È doveroso ricordare che le autorità curde del nordest si sono rifiutate di partecipare o di facilitare le elezioni del presidente Al-Assad, rieletto con il 95% dei voti nel 2021. Risultati che l’opposizione e l’Occidente definiscono una farsa e che gli consentiranno di governare fino al 2028. Il medesimo rifiuto si è verificato nel nordovest, nella regione di Idlib, obiettivo di sanguinose offensive da parte del governo nel 2019 e nel 2020.

La partita si gioca anche sulla riapertura dei valichi, che potrebbero riattivare piccole economie e migliorare la vita della popolazione grazie a una relativa normalizzazione dei traffici commerciali. A quello di al-Yarubiya, chiuso nel 2020, “la Turchia si oppone sulla base del fatto che gli aiuti che passano da qui serviranno all’amministrazione autonoma a guida curda” spiega De Biasi. Anche la Russia ha posto il veto.

“Dopo che i pozzi di petrolio sono finiti sotto il controllo delle Sdf, le forze a maggioranza curda in prima linea nella guerra contro l’Isis – si legge ancora nell’accurata analisi del saggio – le posizioni di Mosca e Damasco nei confronti dei curdi sono cambiate radicalmente. Il partenariato curdo-statunitense e il dominio curdo sul petrolio e il grano siriani rappresentano i principali ostacoli ai negoziati con Damasco. Perciò la riapertura del valico di al-Yarubiya e il cambio di controllo sul petrolio siriano potrebbero essere una pietra miliare per il triangolo Russia-Turchia-Stati Uniti in Siria”.

Il porto di Trieste (Imagoeconomica)

Il modello Astana è stato applicato anche in Libia e si sta delineando in Afghanistan, dove è altresì presente la Repubblica Popolare Cinese, potenza economica che ha posto come fulcro della Belt and Road (la “Nuova Via della Seta”) il porto di Trieste, storicamente poco considerato dall’Italia come traino del sistema Paese e dalla sottovalutata funzione economica invece ben compreso dalla Cina.
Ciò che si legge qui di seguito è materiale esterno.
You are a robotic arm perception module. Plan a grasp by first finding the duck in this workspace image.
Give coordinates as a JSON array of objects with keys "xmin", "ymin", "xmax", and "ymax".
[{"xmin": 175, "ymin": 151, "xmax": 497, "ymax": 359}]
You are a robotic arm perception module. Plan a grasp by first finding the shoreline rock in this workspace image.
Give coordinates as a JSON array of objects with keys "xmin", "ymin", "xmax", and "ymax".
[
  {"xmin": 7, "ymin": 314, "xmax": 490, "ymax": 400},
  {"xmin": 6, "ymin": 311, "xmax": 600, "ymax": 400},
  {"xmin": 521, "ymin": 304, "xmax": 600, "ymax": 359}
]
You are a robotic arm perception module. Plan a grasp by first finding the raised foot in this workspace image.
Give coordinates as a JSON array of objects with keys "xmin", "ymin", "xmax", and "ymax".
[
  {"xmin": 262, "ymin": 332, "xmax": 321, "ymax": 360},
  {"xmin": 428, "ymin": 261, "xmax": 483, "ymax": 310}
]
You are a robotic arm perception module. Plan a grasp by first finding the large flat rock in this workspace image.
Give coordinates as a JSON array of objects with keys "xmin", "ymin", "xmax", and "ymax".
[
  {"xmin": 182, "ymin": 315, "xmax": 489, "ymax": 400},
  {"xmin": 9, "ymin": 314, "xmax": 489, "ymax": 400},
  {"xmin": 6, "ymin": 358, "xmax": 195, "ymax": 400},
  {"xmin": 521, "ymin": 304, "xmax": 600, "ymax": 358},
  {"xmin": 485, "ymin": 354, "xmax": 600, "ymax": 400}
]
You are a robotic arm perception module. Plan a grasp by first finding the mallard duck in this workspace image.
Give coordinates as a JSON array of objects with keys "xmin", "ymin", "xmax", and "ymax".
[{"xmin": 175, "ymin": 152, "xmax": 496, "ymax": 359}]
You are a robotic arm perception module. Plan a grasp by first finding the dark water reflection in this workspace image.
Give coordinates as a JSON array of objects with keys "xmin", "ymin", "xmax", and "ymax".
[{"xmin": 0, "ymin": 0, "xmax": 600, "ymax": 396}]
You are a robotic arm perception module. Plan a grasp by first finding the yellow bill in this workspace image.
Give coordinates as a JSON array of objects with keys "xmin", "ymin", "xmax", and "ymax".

E il viaggio continua nel grande “mare di Astana”, come De Biasi definisce il Mediterraneo, attraverso le Zone economiche esclusive (Zee) oggetto di tensioni tra Grecia e Turchia, tra Turchia e Libia, proseguendo “per la Baia di Suda, costeggiando lo sbocco mediterraneo del Canale di Suez, attraccando nel caos subentrato all’esplosione nel porto di Beirut; passando per lo stretto dei Dardanelli e di Sebastopoli, capiterà di fare rifornimento nel Golfo Persico per sentire gli echi del caos proveniente da Levante che si anima per cercare di raggiungere uno sbocco marino per la sua sussistenza”, narrando “storie ed episodi apparentemente lontani, nascosti negli interstizi della grande storia” che “aiutano a decodificare il presente e a interpretarne sintomi e ragioni”, mostrando quanto i tre sponsor di Astana siano “sestanti dell’Eurasia” e sollecitando una riflessione che in questi tempi è ancora più necessaria.